Friday, June 19, 2009

Important Breast Cancer Terms

• Sarcoma: A usually malignant tumor arising from connective tissue (bone or muscle etc.); one of the four major types of cancer. They start from connective tissues such as muscle tissue, fat tissue or blood vessels.

• Adjuvant therapy: Treatment used in addition to the main treatment. The term usually refers to hormone therapy, chemotherapy, or radiation therapy added after surgery to increase the chances of curing the disease or keeping it in check.

• Antibody: Any of a large variety of proteins normally present in the body or produced in response to an antigen which it neutralizes, thus producing an immune response.

• Antigen: Any substance (as a toxin or enzyme) that stimulates an immune response in the body (especially the production of antibodies)

• Blood Brain Barrier: A mechanism that creates a barrier between brain tissues and circulating blood; serves to protect the central nervous system. "the brain was protected from the large molecules of the virus by the blood-brain barrier"

• Cell: the basic structural and functional unit of all organisms. The basic unit of which all living things are made.

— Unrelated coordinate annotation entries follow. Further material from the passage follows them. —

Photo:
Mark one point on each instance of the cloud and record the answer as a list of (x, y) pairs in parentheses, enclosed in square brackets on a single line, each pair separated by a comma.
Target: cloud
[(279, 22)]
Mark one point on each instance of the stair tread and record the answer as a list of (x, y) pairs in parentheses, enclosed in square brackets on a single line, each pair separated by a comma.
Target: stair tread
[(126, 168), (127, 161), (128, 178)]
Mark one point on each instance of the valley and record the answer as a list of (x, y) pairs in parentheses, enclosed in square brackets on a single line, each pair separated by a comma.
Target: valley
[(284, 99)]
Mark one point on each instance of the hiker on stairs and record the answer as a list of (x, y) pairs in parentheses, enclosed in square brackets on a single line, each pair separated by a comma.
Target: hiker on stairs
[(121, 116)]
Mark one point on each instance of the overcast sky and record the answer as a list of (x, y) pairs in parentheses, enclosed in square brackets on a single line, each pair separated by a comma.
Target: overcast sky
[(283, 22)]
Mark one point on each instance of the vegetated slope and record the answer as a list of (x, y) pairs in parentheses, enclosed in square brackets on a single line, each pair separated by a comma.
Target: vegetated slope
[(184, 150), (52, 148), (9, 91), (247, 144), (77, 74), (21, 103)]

The processes that control formation of new cells and death of old cells are disrupted in cancer.

• Chemotherapy: Systemic treatment with drugs to destroy cancer cells. It is often administered intravenously and can be given as single therapy or in combination with multiple drugs at once. Chemotherapy can be administered concurrently or sequentially with other treatments and in addition to surgery or radiation to treat cancer when it has spread, when it has come back (recurred), or when there is a strong chance that it could recur.

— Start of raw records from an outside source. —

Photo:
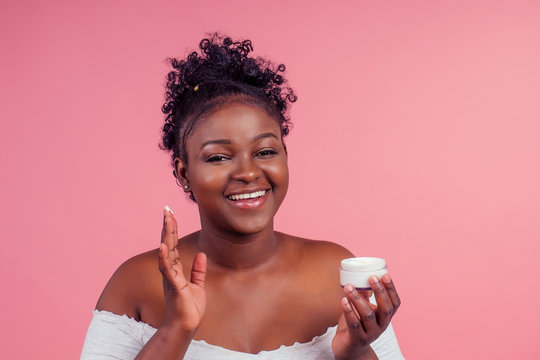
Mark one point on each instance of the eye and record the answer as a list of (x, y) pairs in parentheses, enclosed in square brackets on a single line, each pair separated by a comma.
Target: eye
[(266, 153), (217, 158)]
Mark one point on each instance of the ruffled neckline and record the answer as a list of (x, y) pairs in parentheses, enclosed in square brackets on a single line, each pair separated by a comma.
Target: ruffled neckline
[(330, 332)]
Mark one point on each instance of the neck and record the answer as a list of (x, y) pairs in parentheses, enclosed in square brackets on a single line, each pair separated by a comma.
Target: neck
[(238, 251)]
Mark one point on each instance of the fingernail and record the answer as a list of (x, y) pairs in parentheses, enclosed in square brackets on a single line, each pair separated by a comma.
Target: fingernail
[(346, 303), (168, 209)]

• Adenocarcinoma: Malignant tumor originating in glandular (Relating to or affecting or functioning as a gland) epithelium (Membranous tissue covering internal organs and other internal surfaces of the body). This is a type of cancer that starts in glandular tissue (tissue that makes and secretes a substance).

• Carcinoma: Any malignant tumor derived from epithelial tissue; one of the four major types of cancer. This term is employed to identify a cancer that begins in the lining layer of organs such as the breast. At least 80% of all cancers are carcinomas, and almost all breast cancers are carcinomas.

• Invasive (infiltrating) carcinoma: An invasive carcinoma is a state of cancerous attack or invasion that has already penetrated deep and beyond the layer of cells where it started from.

• Carcinoma in situ: A cluster of malignant cells that has not yet invaded the deeper epithelial tissue or spread to other parts of the body.